When divorcing couples enter into property division negotiations, the marital home is usually the most valuable asset discussed. The community property laws in Arizona require marital assets to be divided equally, which means establishing an agreed-upon value for the primary residence is extremely important. This is usually done by qualified real estate appraisers, but it is often a difficult process.
Appraisers usually inspect the home in question and then check recent transactions in the area to find out how much similar properties have sold for. Divorcing spouses often appoint an appraiser each, and a third appraisal may be required if their valuations are not in alignment. Once a property value has been agreed on, the spouses must decide whether or not to sell the marital home and divide the proceeds. If one spouse wishes to remain in the home, negotiations become more complex and potentially more contentious.

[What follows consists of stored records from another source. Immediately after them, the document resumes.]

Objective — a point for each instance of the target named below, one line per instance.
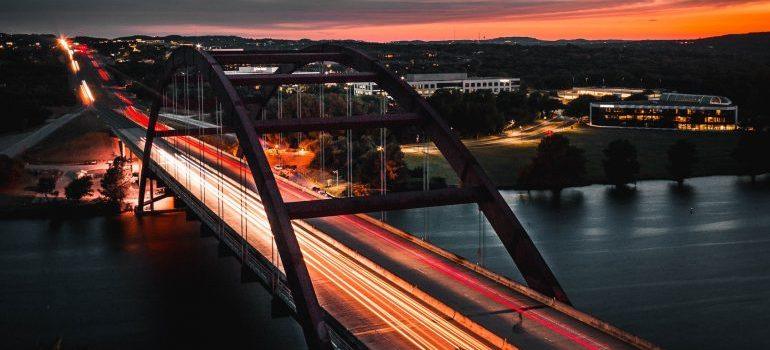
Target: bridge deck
(382, 312)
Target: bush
(116, 181)
(79, 188)
(620, 163)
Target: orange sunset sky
(384, 20)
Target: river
(685, 268)
(128, 283)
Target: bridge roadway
(379, 309)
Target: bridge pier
(153, 182)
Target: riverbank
(661, 261)
(504, 157)
(12, 208)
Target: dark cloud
(120, 17)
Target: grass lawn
(504, 159)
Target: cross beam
(287, 79)
(393, 201)
(276, 57)
(370, 121)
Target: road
(38, 135)
(346, 256)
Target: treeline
(31, 79)
(473, 114)
(558, 164)
(737, 66)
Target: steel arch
(308, 309)
(242, 121)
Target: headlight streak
(413, 320)
(234, 187)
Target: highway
(373, 281)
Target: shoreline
(57, 208)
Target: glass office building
(671, 111)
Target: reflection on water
(685, 267)
(128, 283)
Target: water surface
(128, 283)
(685, 268)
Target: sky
(383, 20)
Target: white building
(427, 84)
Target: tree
(620, 163)
(116, 181)
(751, 153)
(682, 155)
(45, 185)
(556, 165)
(79, 188)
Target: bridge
(350, 280)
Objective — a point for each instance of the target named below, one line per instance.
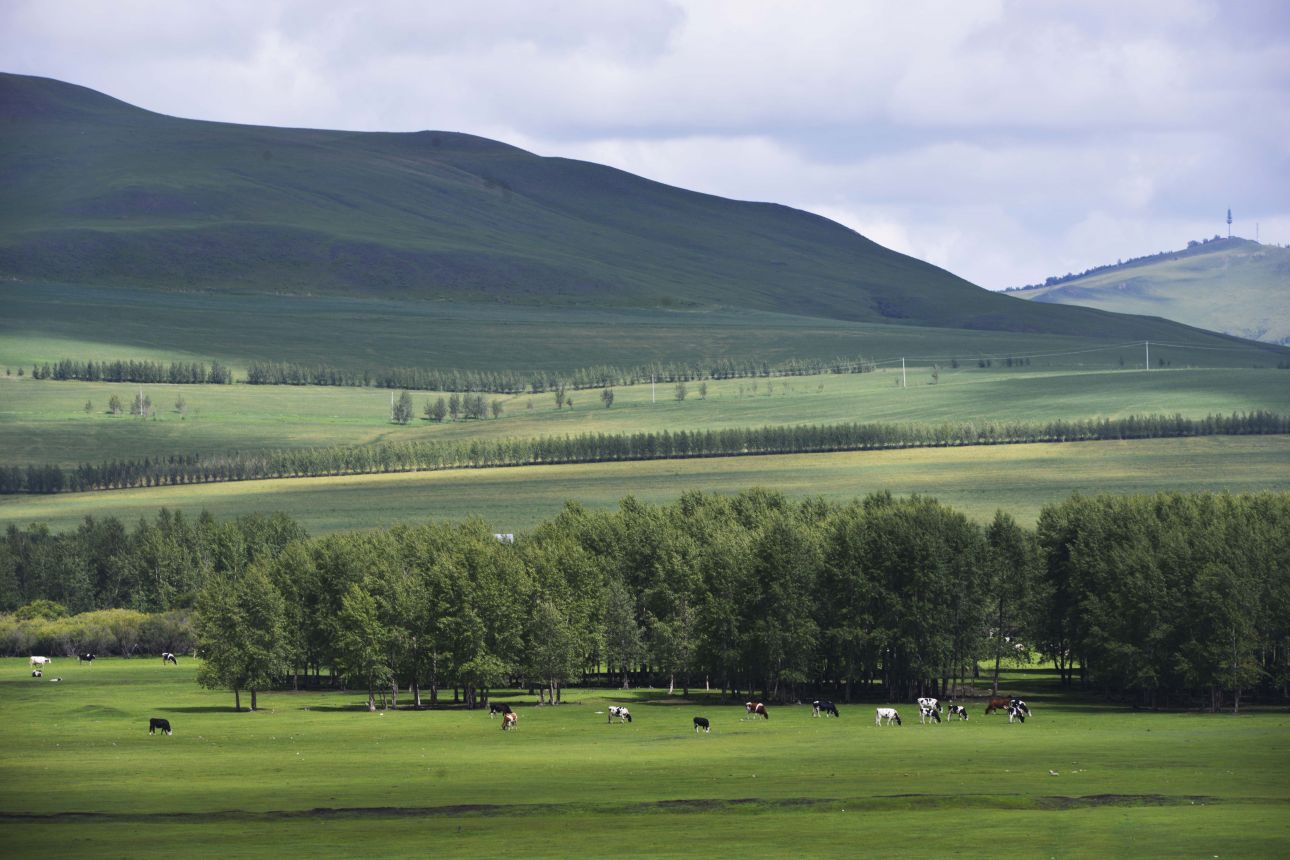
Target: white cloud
(1001, 139)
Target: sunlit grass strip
(605, 448)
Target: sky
(1004, 141)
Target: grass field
(315, 772)
(1018, 478)
(45, 420)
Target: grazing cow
(886, 713)
(823, 705)
(997, 703)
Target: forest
(1171, 600)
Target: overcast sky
(1002, 141)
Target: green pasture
(50, 321)
(1018, 478)
(47, 422)
(315, 771)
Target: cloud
(1002, 139)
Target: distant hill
(1231, 285)
(98, 192)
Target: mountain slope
(1230, 285)
(96, 191)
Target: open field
(45, 420)
(1019, 478)
(52, 321)
(81, 776)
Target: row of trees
(182, 373)
(1168, 600)
(516, 382)
(597, 448)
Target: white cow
(886, 713)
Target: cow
(886, 713)
(823, 707)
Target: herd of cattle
(929, 709)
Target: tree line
(181, 373)
(599, 448)
(1171, 600)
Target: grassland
(45, 420)
(1018, 478)
(312, 771)
(1230, 285)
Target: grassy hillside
(1017, 478)
(101, 192)
(45, 420)
(1230, 285)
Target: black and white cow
(823, 707)
(886, 713)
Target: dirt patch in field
(645, 807)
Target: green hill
(99, 192)
(1231, 285)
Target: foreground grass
(1018, 478)
(83, 778)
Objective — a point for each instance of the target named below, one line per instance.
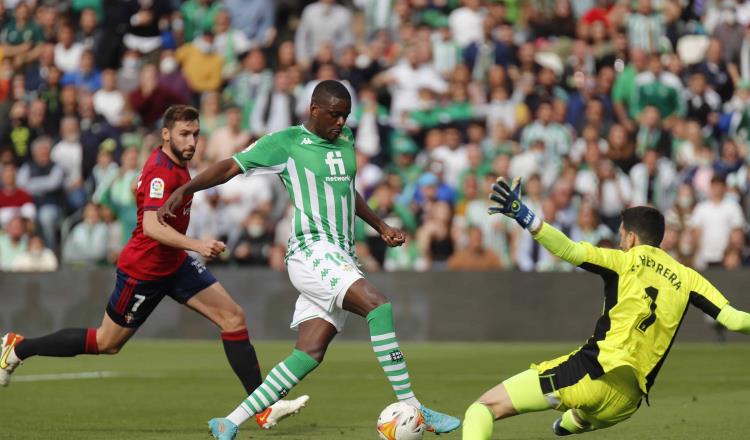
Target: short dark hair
(646, 222)
(719, 178)
(179, 112)
(328, 89)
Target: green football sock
(280, 380)
(386, 348)
(478, 422)
(571, 425)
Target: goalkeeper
(646, 295)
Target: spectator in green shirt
(624, 88)
(20, 36)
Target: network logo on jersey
(336, 166)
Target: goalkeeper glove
(508, 199)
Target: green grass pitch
(169, 389)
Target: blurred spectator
(14, 201)
(227, 140)
(466, 22)
(109, 101)
(252, 82)
(171, 77)
(198, 16)
(85, 77)
(151, 99)
(716, 71)
(556, 138)
(653, 181)
(68, 51)
(530, 255)
(201, 63)
(703, 104)
(119, 194)
(588, 228)
(713, 222)
(36, 258)
(254, 243)
(115, 237)
(322, 21)
(87, 242)
(275, 107)
(406, 79)
(44, 180)
(659, 89)
(21, 35)
(255, 18)
(474, 257)
(230, 43)
(68, 153)
(13, 242)
(434, 237)
(143, 33)
(208, 216)
(645, 26)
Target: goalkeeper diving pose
(646, 295)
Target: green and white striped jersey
(319, 176)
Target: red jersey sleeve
(157, 184)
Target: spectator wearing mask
(13, 242)
(14, 201)
(322, 21)
(653, 180)
(229, 139)
(474, 257)
(68, 153)
(44, 180)
(713, 222)
(201, 63)
(87, 242)
(275, 109)
(109, 101)
(36, 258)
(150, 100)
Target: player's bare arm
(167, 235)
(214, 175)
(391, 236)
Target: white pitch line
(78, 376)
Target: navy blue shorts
(133, 300)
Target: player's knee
(233, 319)
(109, 347)
(317, 353)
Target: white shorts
(322, 274)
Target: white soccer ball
(400, 421)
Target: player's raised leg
(107, 339)
(520, 394)
(365, 300)
(312, 342)
(215, 303)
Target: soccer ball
(400, 421)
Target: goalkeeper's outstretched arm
(735, 320)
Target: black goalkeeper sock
(64, 343)
(241, 356)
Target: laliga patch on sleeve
(156, 188)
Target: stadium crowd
(596, 104)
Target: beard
(182, 155)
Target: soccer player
(646, 295)
(316, 162)
(154, 264)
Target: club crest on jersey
(156, 188)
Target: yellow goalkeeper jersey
(646, 295)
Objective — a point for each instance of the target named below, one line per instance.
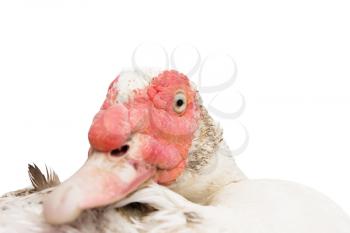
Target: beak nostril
(120, 151)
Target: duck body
(242, 205)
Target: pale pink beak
(115, 168)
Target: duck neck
(201, 185)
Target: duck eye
(179, 102)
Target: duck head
(143, 131)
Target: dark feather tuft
(39, 180)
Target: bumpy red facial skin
(150, 112)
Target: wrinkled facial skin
(145, 136)
(150, 112)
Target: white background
(57, 59)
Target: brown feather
(39, 180)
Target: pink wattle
(110, 128)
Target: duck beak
(103, 180)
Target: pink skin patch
(157, 140)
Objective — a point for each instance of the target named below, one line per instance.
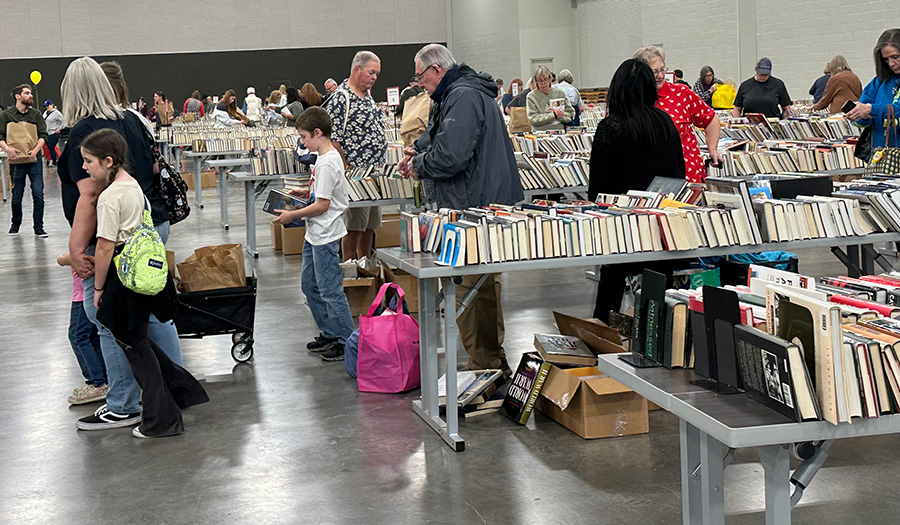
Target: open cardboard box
(592, 404)
(600, 338)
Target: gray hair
(646, 53)
(542, 71)
(436, 55)
(362, 58)
(86, 92)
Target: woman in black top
(633, 144)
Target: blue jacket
(468, 154)
(880, 93)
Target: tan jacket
(840, 88)
(165, 113)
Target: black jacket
(470, 157)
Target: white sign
(393, 96)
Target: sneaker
(104, 418)
(88, 394)
(320, 343)
(335, 352)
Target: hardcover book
(526, 385)
(279, 200)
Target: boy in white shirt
(320, 278)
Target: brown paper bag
(213, 267)
(518, 121)
(23, 137)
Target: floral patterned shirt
(359, 128)
(687, 110)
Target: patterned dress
(687, 110)
(359, 128)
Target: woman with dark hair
(641, 141)
(707, 84)
(882, 91)
(227, 112)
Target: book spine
(535, 391)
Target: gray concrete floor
(288, 439)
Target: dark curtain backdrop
(177, 75)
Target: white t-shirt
(327, 182)
(119, 210)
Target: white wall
(111, 27)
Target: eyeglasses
(418, 76)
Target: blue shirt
(881, 93)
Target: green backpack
(141, 265)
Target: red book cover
(884, 309)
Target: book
(526, 385)
(279, 200)
(768, 376)
(564, 350)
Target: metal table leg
(198, 190)
(222, 182)
(691, 501)
(775, 460)
(250, 203)
(712, 479)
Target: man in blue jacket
(467, 155)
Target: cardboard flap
(599, 337)
(560, 387)
(603, 385)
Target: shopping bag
(388, 358)
(213, 267)
(724, 97)
(22, 136)
(518, 120)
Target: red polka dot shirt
(687, 110)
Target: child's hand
(286, 216)
(299, 193)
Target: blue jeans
(35, 172)
(124, 393)
(321, 283)
(85, 343)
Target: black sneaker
(335, 352)
(104, 418)
(320, 343)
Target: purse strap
(380, 298)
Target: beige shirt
(119, 210)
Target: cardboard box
(388, 235)
(361, 292)
(591, 404)
(207, 178)
(276, 236)
(292, 240)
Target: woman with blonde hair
(309, 96)
(843, 85)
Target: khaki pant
(481, 326)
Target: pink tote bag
(388, 348)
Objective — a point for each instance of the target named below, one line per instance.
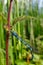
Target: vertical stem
(7, 34)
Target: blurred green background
(26, 19)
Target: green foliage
(22, 18)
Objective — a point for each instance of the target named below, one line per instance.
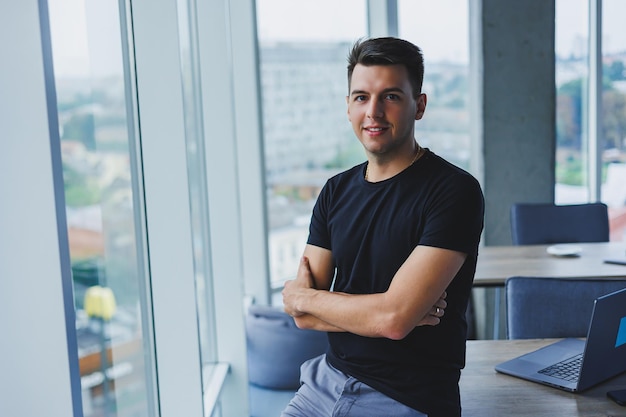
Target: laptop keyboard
(567, 369)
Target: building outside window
(307, 137)
(103, 196)
(573, 112)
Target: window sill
(213, 376)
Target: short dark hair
(389, 51)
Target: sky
(439, 27)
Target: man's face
(382, 109)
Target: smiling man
(392, 243)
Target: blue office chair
(276, 348)
(553, 307)
(539, 223)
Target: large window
(578, 143)
(97, 121)
(307, 137)
(444, 40)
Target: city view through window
(307, 137)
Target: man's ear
(421, 106)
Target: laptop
(575, 364)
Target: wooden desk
(486, 393)
(497, 263)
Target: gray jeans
(328, 392)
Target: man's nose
(375, 109)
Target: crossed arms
(416, 291)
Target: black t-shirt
(371, 229)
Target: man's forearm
(308, 321)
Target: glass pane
(444, 39)
(104, 206)
(572, 72)
(197, 177)
(307, 137)
(614, 115)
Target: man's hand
(433, 317)
(292, 289)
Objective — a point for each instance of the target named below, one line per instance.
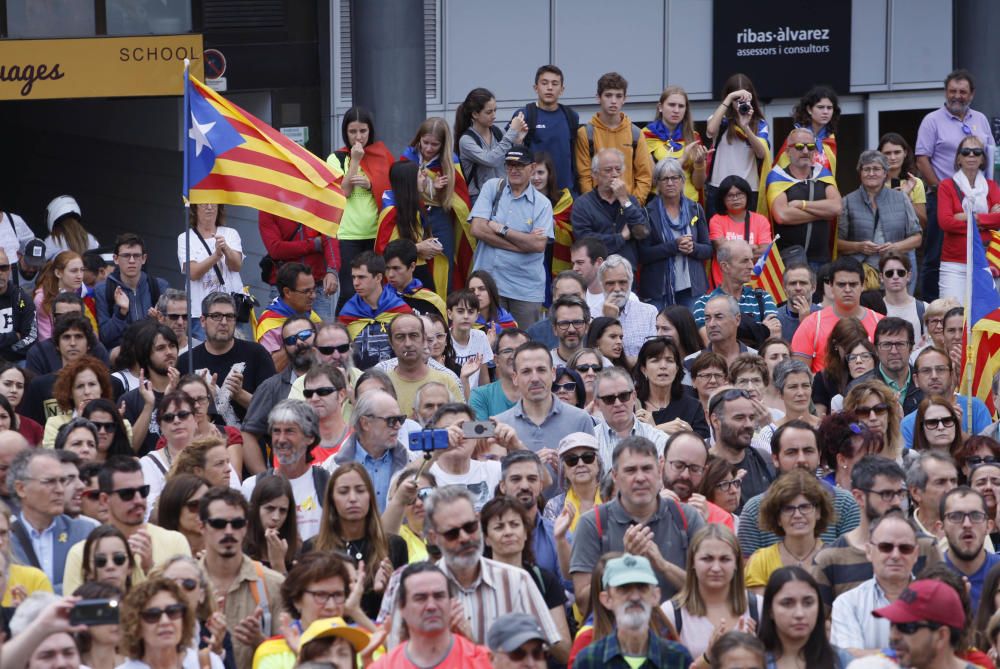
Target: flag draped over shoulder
(769, 273)
(232, 157)
(984, 316)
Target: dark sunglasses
(469, 528)
(322, 392)
(153, 616)
(101, 561)
(291, 340)
(220, 523)
(339, 348)
(126, 494)
(184, 414)
(572, 458)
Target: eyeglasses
(945, 422)
(887, 547)
(322, 392)
(390, 421)
(322, 597)
(622, 397)
(119, 560)
(571, 459)
(593, 367)
(126, 494)
(803, 509)
(220, 523)
(339, 348)
(303, 336)
(958, 517)
(173, 417)
(470, 528)
(727, 484)
(680, 466)
(173, 612)
(887, 495)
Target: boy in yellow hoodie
(610, 128)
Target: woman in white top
(216, 254)
(713, 600)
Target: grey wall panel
(495, 46)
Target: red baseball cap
(933, 601)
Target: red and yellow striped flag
(232, 157)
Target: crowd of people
(526, 409)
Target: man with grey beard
(630, 592)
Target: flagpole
(187, 210)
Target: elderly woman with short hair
(672, 258)
(875, 219)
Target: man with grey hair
(614, 396)
(487, 589)
(875, 219)
(608, 212)
(42, 534)
(376, 421)
(638, 319)
(294, 430)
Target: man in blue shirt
(513, 223)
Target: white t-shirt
(209, 282)
(482, 479)
(308, 502)
(478, 345)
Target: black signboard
(784, 46)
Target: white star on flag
(198, 133)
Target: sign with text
(98, 67)
(784, 46)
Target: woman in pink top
(738, 222)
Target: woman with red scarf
(365, 165)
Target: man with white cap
(516, 642)
(926, 626)
(630, 593)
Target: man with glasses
(128, 293)
(124, 494)
(614, 396)
(892, 550)
(803, 199)
(251, 591)
(639, 520)
(42, 534)
(879, 487)
(811, 337)
(513, 223)
(893, 343)
(966, 525)
(499, 396)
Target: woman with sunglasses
(797, 508)
(404, 513)
(325, 390)
(272, 525)
(199, 595)
(157, 629)
(968, 184)
(177, 509)
(107, 558)
(351, 524)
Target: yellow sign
(98, 67)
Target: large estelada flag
(769, 273)
(232, 157)
(984, 315)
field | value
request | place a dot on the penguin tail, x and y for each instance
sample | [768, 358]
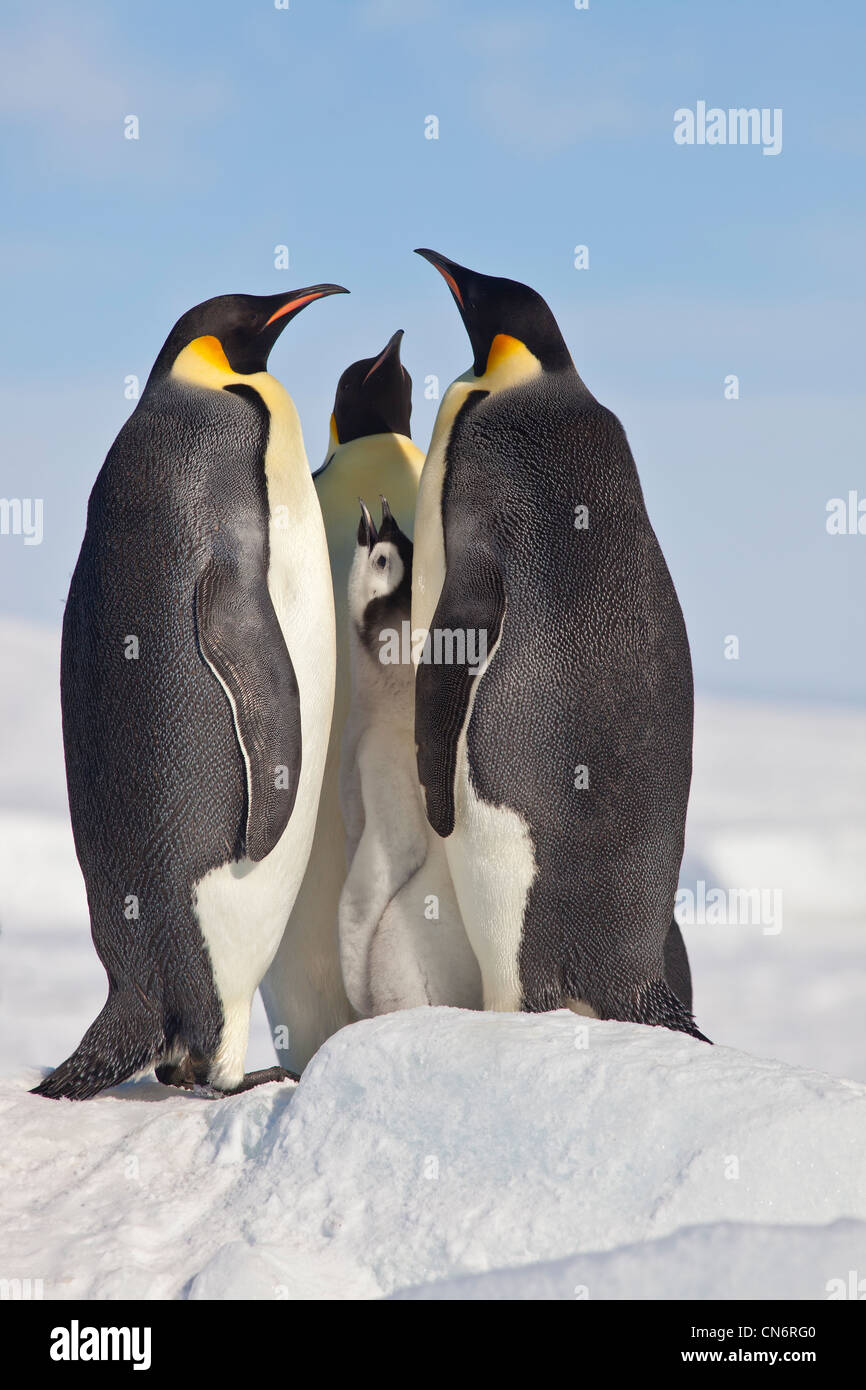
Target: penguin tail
[127, 1037]
[659, 1007]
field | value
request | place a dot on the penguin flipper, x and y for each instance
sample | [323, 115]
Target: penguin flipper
[242, 642]
[444, 690]
[677, 970]
[658, 1005]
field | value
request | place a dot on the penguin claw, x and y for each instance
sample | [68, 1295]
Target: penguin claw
[268, 1073]
[205, 1091]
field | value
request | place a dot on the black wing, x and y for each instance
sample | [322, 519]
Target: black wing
[242, 642]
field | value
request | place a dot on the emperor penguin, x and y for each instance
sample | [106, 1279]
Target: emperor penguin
[558, 773]
[401, 936]
[196, 687]
[370, 451]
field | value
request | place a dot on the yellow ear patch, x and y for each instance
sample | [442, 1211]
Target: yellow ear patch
[211, 350]
[502, 349]
[509, 363]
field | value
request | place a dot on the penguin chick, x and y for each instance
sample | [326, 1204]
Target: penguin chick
[401, 936]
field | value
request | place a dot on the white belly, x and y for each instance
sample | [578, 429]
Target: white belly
[492, 865]
[243, 906]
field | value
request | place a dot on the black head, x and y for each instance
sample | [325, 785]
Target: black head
[380, 585]
[374, 395]
[491, 306]
[245, 327]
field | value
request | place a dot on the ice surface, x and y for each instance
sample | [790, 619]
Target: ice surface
[488, 1155]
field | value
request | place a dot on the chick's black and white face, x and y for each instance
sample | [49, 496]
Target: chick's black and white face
[376, 574]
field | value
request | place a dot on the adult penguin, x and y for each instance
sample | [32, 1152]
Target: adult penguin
[559, 773]
[370, 452]
[196, 688]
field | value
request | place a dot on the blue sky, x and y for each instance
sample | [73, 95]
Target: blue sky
[262, 127]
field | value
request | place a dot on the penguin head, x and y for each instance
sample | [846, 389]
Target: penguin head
[502, 309]
[380, 583]
[238, 331]
[374, 396]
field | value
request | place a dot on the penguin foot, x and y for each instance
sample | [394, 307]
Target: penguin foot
[186, 1077]
[268, 1073]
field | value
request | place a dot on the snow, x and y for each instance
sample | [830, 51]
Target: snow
[438, 1143]
[467, 1155]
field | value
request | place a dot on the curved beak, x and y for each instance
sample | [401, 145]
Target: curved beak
[449, 271]
[366, 531]
[285, 306]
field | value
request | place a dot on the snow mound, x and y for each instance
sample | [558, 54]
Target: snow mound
[722, 1261]
[434, 1144]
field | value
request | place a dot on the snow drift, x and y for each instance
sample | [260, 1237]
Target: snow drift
[439, 1143]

In these situations, the spouse who wishes to keep living in the house must either obtain the funds needed to buy other party out or offer them other marital assets in return for their share. These assets may include stocks, automobiles or artwork that could be as difficult to place a value on as real estate. Divorcing spouses who hope to offer cash to buy the marital home may find it difficult to secure financing as their credit applications will be evaluated based on their income alone.
Experienced family law attorneys may urge their clients to insist that all jointly held mortgages be paid off in during divorce proceedings. This is because lenders are not bound by the terms of a divorce settlement and will pursue any individual who signed loan documents if payments fall into arrears. Banks also report late payments and collection efforts to credit reporting companies.